Guidance on implementing async timeout #64

tboyko · 2018-04-02T03:55:35Z

I would like to include handling for timeout situations when using .push_async and would appreciate some guidance on how best to accomplish this.

To provide some context, we first discovered timeout-related issues in our own project upon using Apnotic's connection.join. The join was never returning and there were also notifications that had been queued via .push_async that had not run their on(:response) yet. Our knee jerk solution is to wrap .join in a timeout block and run .close shortly after, whether a timeout occurs or not.

This got me to thinking... if two notifications are sent with the async method, are they always delivered in sequence? If there is some sort of delay with sending the first one, does the second one stay stuck? My guess is that it depends upon how the http2 streams multiplex the notifications. Is this accurate?

Ultimately, I'm hoping to find a robust way to time out these problems and retry but would greatly benefit from some insights on the best way to approach it with this library.

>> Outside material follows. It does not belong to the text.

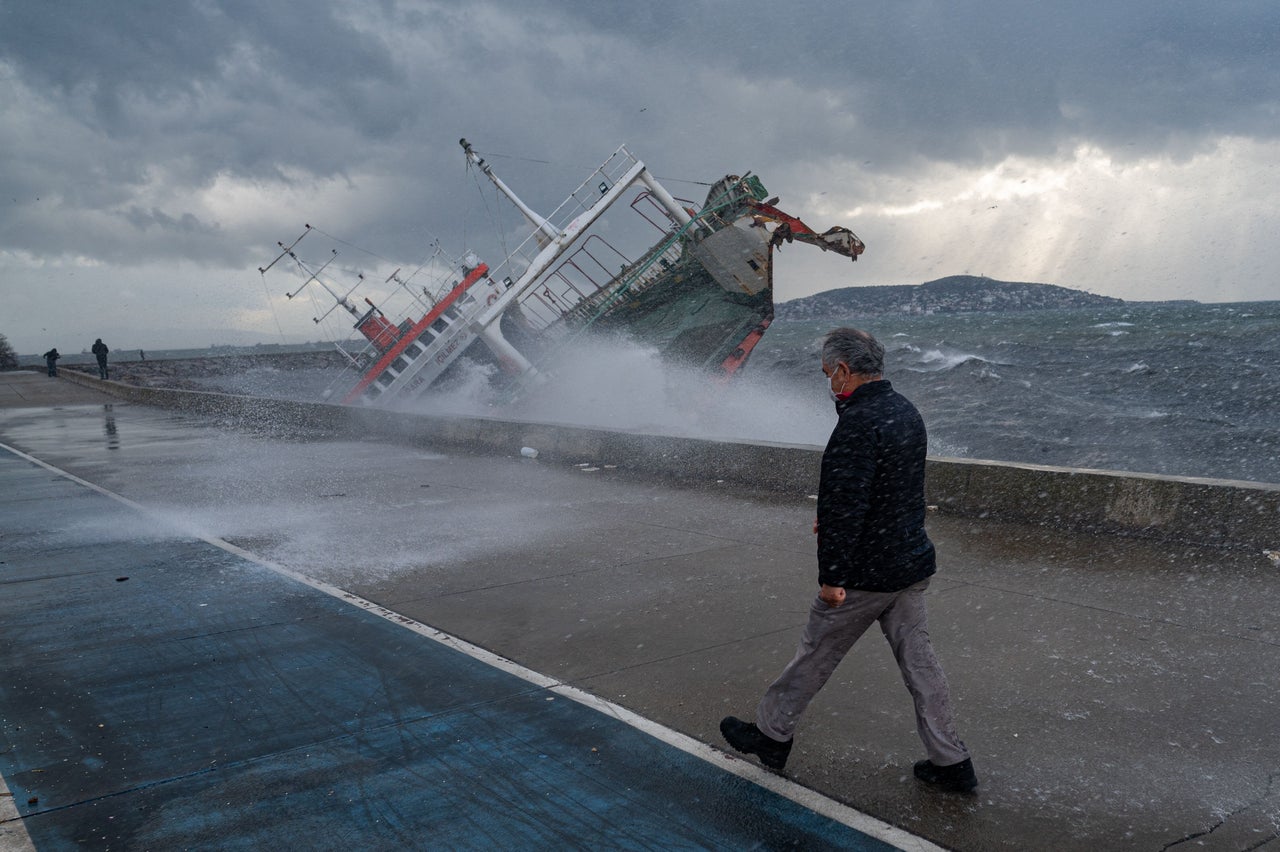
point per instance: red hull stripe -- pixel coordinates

The text was updated successfully, but these errors were encountered:

maciejkowalski · 2018-07-17T00:27:56Z

I am also experiencing hangouts inside Sidekiq worker.

I was able to get stacktrace for current threads via

kill -TTIN [worker_pid]

src: https://github.com/mperham/sidekiq/wiki/Signals

Stacktrace:

2018-07-16T23:55:05.127Z 7571 TID-bubnn WARN: Thread TID-wd31v processor
2018-07-16T23:55:05.127Z 7571 TID-bubnn WARN: /home/ubuntu/.rvm/gems/ruby-2.4.0/gems/apnotic-1.3.1/lib/apnotic/connection.rb:83:in `sleep'
/home/ubuntu/.rvm/gems/ruby-2.4.0/gems/apnotic-1.3.1/lib/apnotic/connection.rb:83:in `delayed_push_async'
/home/ubuntu/.rvm/gems/ruby-2.4.0/gems/apnotic-1.3.1/lib/apnotic/connection.rb:49:in `push_async'
/home/ubuntu/abokifx_com/app/workers/abstract_send_mobile_notification_worker.rb:46:in `block in send_push_iphone'
/home/ubuntu/.rvm/gems/ruby-2.4.0/gems/connection_pool-2.2.2/lib/connection_pool.rb:65:in `block (2 levels) in with'
/home/ubuntu/.rvm/gems/ruby-2.4.0/gems/connection_pool-2.2.2/lib/connection_pool.rb:64:in `handle_interrupt'
/home/ubuntu/.rvm/gems/ruby-2.4.0/gems/connection_pool-2.2.2/lib/connection_pool.rb:64:in `block in with'
/home/ubuntu/.rvm/gems/ruby-2.4.0/gems/connection_pool-2.2.2/lib/connection_pool.rb:61:in `handle_interrupt'
/home/ubuntu/.rvm/gems/ruby-2.4.0/gems/connection_pool-2.2.2/lib/connection_pool.rb:61:in `with'
/home/ubuntu/abokifx_com/app/workers/abstract_send_mobile_notification_worker.rb:23:in `send_push_iphone'

It points to:
https://github.com/ostinelli/apnotic/blob/1.3.1/lib/apnotic/connection.rb#L83

ostinelli · 2018-07-17T09:13:39Z

Can you please check if this clarifies it for you?
#65

maciejkowalski · 2018-07-18T01:00:48Z

Hey @ostinelli

TL;DR;
Unfortunately not.

LONG STORY:
We are sending a lot of notifications (~30000 iphone users * 10-30 notifications daily).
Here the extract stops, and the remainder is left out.